Insert a row into a referencing table

A referential integrity check is made against the Reference Index subtable.

  • If the referenced column is in the Reference Index subtable, the count in the Reference Index subtable is incremented.
  • If the referenced column is not in the Reference Index subtable, Teradata Database first checks the Reference Index subtable to verify that the referenced column exists.
  • If it does, an entry with a count of 1 is added to the Reference Index subtable.

    Delete a row from a referencing table

    A referential integrity check is made against the Reference Index subtable and its count for the referenced field is decremented.

    When the count decrements to 0, then the subtable entry for the Referenced field is deleted.
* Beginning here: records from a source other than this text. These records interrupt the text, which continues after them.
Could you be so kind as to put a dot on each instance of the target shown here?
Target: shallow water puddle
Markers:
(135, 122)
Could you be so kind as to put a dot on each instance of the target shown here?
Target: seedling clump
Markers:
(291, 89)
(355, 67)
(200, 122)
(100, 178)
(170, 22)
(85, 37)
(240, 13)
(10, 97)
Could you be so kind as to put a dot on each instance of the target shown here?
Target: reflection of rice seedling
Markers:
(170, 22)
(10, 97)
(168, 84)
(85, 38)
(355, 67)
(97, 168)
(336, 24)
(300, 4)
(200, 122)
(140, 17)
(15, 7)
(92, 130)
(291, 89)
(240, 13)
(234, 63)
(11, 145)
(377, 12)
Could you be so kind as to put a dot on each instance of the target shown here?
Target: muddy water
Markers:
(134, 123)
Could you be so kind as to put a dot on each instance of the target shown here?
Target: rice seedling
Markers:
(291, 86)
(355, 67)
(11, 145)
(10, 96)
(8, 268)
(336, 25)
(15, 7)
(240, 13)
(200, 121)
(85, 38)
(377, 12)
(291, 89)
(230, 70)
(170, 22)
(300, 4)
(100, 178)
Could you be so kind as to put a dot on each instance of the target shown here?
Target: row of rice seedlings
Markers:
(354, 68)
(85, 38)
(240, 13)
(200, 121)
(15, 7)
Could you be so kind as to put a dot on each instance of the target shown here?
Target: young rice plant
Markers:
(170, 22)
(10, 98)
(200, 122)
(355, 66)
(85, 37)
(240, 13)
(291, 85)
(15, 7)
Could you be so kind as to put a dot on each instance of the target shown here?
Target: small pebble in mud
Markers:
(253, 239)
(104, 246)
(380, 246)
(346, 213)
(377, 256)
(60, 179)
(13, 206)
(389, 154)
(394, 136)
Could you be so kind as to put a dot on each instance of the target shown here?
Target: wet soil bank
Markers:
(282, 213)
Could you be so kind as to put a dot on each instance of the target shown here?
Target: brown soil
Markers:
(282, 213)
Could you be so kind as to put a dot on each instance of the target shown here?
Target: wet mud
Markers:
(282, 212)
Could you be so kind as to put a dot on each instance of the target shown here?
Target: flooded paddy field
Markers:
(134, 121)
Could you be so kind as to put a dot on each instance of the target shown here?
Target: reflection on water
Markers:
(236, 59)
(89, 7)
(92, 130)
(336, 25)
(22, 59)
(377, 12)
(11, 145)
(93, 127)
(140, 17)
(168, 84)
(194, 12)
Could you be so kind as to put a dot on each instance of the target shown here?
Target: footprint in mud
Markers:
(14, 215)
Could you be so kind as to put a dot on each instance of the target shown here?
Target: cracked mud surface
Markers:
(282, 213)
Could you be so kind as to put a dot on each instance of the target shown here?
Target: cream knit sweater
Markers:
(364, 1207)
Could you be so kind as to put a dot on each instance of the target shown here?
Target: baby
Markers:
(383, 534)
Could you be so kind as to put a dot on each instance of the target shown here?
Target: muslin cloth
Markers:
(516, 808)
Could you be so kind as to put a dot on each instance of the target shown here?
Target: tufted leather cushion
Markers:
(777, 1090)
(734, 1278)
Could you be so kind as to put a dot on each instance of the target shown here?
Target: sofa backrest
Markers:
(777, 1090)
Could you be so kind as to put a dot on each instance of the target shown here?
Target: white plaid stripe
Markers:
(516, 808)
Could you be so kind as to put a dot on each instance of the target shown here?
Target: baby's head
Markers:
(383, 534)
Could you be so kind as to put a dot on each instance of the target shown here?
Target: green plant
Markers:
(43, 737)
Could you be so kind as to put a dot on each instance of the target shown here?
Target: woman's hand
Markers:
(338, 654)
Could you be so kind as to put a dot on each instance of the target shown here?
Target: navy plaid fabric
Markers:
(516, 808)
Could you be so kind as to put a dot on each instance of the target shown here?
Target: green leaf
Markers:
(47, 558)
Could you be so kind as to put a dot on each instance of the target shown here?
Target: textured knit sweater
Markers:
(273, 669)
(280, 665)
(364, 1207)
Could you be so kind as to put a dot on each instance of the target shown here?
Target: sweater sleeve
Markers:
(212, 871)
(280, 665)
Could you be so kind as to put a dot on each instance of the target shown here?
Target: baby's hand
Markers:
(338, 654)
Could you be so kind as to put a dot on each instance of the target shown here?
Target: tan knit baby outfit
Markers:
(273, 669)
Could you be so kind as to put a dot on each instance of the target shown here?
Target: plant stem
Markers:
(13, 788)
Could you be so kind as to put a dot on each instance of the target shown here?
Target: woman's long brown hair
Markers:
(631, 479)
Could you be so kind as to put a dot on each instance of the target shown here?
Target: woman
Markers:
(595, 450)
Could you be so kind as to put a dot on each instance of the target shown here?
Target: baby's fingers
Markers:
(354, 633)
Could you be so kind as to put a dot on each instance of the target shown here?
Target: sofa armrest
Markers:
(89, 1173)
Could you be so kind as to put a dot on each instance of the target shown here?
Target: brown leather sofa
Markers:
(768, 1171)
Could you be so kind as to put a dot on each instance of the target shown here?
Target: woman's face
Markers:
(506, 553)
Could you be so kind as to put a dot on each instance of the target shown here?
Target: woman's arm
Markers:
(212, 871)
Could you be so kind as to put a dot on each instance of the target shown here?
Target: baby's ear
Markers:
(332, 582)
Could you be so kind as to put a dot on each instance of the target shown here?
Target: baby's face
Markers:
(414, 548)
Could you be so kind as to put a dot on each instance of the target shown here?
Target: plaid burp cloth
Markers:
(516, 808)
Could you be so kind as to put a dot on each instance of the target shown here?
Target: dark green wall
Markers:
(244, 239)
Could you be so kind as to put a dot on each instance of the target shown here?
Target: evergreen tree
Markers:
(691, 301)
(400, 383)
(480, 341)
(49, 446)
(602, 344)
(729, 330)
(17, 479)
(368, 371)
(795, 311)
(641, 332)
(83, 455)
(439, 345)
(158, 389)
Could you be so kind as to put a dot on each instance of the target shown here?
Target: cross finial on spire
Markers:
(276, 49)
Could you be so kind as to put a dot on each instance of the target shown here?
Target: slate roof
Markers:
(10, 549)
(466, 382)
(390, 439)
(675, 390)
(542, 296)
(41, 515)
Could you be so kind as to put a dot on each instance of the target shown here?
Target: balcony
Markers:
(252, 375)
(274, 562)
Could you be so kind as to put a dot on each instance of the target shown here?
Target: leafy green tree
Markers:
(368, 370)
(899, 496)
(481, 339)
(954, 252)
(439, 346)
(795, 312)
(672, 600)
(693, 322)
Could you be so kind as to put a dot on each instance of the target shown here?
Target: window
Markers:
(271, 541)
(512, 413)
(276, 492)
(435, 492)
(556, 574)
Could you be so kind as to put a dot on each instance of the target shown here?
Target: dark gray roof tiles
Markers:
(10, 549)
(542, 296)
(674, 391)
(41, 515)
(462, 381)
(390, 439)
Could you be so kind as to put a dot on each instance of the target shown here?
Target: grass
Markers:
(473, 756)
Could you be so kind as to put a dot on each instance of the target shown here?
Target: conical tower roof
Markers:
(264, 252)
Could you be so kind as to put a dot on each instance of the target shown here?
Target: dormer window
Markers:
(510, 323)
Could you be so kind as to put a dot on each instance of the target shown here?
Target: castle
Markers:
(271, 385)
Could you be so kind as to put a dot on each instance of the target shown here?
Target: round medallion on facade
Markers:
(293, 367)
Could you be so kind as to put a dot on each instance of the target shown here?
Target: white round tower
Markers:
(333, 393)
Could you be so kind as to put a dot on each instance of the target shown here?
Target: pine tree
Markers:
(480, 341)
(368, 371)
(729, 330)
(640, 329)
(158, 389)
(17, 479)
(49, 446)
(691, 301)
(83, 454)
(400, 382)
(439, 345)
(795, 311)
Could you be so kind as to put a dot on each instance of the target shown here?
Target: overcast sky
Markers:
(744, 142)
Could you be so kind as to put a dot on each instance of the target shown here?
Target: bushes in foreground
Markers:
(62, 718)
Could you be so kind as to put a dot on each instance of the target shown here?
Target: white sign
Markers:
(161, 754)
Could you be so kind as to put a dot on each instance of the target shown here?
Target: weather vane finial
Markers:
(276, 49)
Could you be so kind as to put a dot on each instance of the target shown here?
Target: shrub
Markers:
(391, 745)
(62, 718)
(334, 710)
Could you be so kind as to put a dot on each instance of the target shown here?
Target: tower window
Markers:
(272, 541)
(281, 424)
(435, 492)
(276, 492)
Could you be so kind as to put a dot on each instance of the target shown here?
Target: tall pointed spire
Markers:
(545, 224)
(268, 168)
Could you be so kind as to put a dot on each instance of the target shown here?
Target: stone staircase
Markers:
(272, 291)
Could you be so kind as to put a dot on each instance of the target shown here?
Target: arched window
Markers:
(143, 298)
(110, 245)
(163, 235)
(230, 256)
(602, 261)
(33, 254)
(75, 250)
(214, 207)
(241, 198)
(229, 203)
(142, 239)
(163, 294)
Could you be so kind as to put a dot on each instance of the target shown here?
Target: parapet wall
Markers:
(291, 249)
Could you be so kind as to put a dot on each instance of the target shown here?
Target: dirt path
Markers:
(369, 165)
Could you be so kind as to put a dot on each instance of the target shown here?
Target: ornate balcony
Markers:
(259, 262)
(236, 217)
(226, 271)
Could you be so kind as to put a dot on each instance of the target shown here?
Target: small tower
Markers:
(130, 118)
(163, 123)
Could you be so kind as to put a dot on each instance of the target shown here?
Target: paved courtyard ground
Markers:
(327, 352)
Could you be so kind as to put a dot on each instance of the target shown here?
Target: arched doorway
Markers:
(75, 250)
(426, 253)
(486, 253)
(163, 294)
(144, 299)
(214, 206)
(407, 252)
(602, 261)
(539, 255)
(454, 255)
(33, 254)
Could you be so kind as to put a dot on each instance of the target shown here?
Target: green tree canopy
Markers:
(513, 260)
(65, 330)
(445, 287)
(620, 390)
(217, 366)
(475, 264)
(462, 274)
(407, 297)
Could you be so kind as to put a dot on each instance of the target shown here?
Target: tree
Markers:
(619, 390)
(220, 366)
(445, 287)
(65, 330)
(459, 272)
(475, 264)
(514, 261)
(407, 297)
    Update a referenced field in a referencing table

    Overhead is similar to that for changing the value of a USI column.

    A referential integrity check is made against the Reference Index subtable. Both the inserting-a-row and deleting-a-row operations execute on the Reference Index subtable, decrementing the count of the old Referenced column value and incrementing the count of the new Reference column value.

    Delete a row from a referenced table

    The Reference Index subtable is checked to verify that the corresponding Referenced column does not exist. When nonexistence is confirmed, the row is deleted from the Referenced table.

    No BYNET traffic is involved because the Referenced column is the same value in the Referenced table and the Reference Index subtable.